During a recent holiday in France, over a croissant and coffee, I watched the morning crowds making their way to work. I was there as a tourist but was observing with my business mind, and a few things stood out for me.

First thought – public transport is key to urban business efficiency. Less travel time so more work in an 8-hour day – a must for developed nations. The French and most of Europe have people-logistics taped. Everyone relies on public transport and the internet. Even at rush hour, commuters use the fast ticket and smart-card loading vending machines to top-up their travel. Some even do online-@home over a decent vin-rouge. Avoiding difficult traffic and city parking. And they walk – well there’s an idea! And that leads to a plethora of meeting-place coffee/wine/beer-n-bite stops to and from work. Ideal for neutral-based networking and creative solution thinking.

Regional Manufacturing Challenges

The next thing that gave me pause was the business of manufacturing wine in France. If you are a French wine manufacturer, the rules are tough – no irrigation or fertilizer, and limited sulphides to preserve during transport, because they harvest/bottle at the chateaux (on-site), moving small batches straight from vines to pressing. Their grapes are smaller, initial pressing gentler than in South Africa, resulting in fewer tannins and histamines. Their manufacturing processes have major yet subtle changes creating a different final product for the same global market.

You may be an engineer like me, but at the same time, we are all in marketing too. Manufacturing differentiates our product, not just in quality or style but through processes and organic appeal – subtle changes to add value and create a competitive position. French red is often softer, lighter than equivalent South African red. Both are red wine but are distinctly different to serve different customers at different price points. You could argue one’s in the volume market and the other the flavor market, but I’ll leave that to you.

For stock control and distribution, let’s look at food – the croissant. Every town, village, and arrondissement has a Boulangerie (a baker’s shop). Products baked and sold fresh on-site to steady local-consumer queues, distributed further on basket-bikes. Sure, there are corporates for grocery retailers using mainstream logistics service providers. There’s a blend of micro and macro, national and local that grabs your attention. It’s more pronounced, customer-channel focused/niched than South Africa. Missed opportunity for us maybe. And whose croissants taste better? Satisfying a need, delivering an experience and “me” value – they always taste better in France…at the same price as in Johannesburg!

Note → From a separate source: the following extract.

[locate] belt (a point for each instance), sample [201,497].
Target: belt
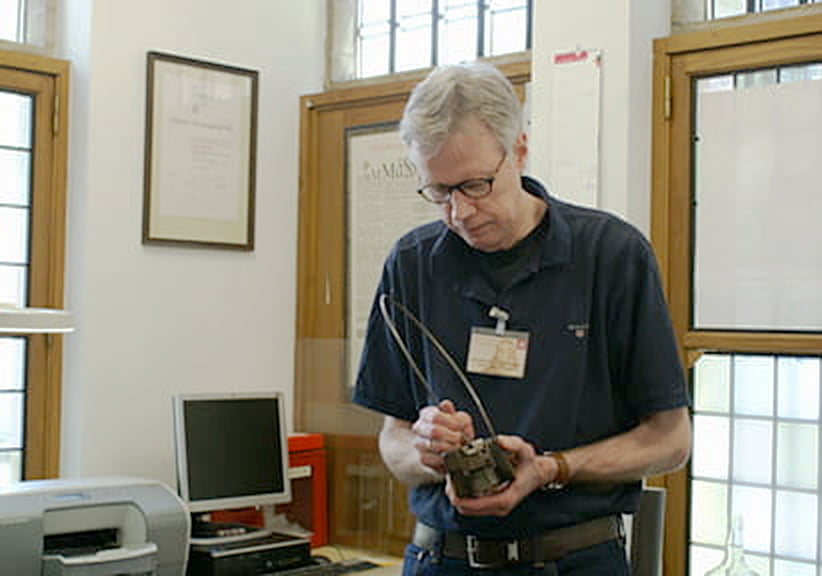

I realized that technology is pervasive in this environment – not just Waze and weather but smartphone renting/dropping parked scooters or city-cars – options priced for so many segments. Logistics reliant on always-on-always-cheap connectivity/mobility and easy-ERP monthly/weekly planning, daily confirming, and hourly replenishment.

France inspired me, encouraging me to push new ideas in everything I do. I found myself absorbing unconsciously but remaining alert to new obvious opportunities to implement in a South African context. Machine learning in humans, now I’ll just industrialize this intelligence!